The committee’s chairman Sir Nigel Rodley closed proceedings today with an address that included the following..
Ireland’s treatment of women:
“the Magdalene Laundries, the Mother and Baby Homes, the child abuse, the symphysiotomy – it’s quite a collection and it’s a collection that has carried on [for a] period that it’s hard to imagine any state party tolerating. And I guess I can’t prevent myself from observing that [they] are not disconnected from the institutional belief system that has predominated in the state party.”
On Ireland’s laws on women’s reproductive rights:
“the recognition of the primary right to life of the woman who is an existent human being has to prevail over that of the unborn child and I can’t begin to understand by what belief system the priority would be given to the latter rather than the former. It is good to see that in 2013 at last that is clearly being clarified. I’m sorry that the clarification does not extend to the health of the woman.”

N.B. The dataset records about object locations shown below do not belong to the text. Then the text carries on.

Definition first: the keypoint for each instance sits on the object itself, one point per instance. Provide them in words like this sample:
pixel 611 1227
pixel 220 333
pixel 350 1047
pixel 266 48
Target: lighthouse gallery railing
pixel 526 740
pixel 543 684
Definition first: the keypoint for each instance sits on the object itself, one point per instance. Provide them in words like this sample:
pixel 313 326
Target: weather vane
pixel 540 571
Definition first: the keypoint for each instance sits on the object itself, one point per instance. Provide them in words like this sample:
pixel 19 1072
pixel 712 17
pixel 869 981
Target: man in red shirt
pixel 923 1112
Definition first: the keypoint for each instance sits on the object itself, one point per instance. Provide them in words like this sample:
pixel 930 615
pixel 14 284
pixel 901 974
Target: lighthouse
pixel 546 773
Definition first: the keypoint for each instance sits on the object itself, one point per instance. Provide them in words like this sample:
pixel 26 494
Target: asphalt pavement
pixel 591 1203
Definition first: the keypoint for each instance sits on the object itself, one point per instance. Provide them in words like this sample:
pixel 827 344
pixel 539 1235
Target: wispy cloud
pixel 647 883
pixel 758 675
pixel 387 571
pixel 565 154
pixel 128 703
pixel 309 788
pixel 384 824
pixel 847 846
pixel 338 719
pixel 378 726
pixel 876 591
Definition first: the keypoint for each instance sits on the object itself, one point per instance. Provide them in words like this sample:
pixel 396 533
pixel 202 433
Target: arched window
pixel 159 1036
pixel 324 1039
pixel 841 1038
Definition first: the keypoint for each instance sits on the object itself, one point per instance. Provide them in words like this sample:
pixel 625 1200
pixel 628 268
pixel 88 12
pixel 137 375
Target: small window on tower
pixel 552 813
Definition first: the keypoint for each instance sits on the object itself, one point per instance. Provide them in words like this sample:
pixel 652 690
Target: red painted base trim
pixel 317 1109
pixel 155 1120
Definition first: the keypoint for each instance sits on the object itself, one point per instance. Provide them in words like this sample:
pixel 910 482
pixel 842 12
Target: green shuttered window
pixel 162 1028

On the Protection of Life During Pregnancy Act:
“Life without quality of life is not something many of us have to choose between, and to suggest that regardless of the health consequences of a pregnancy a person may be doomed to continue it at the risk of criminal penalties is difficult to understand, even more so arguably for rape where the person doesn’t even bear any responsibility and is by the law clearly treated as a vessel and nothing more.”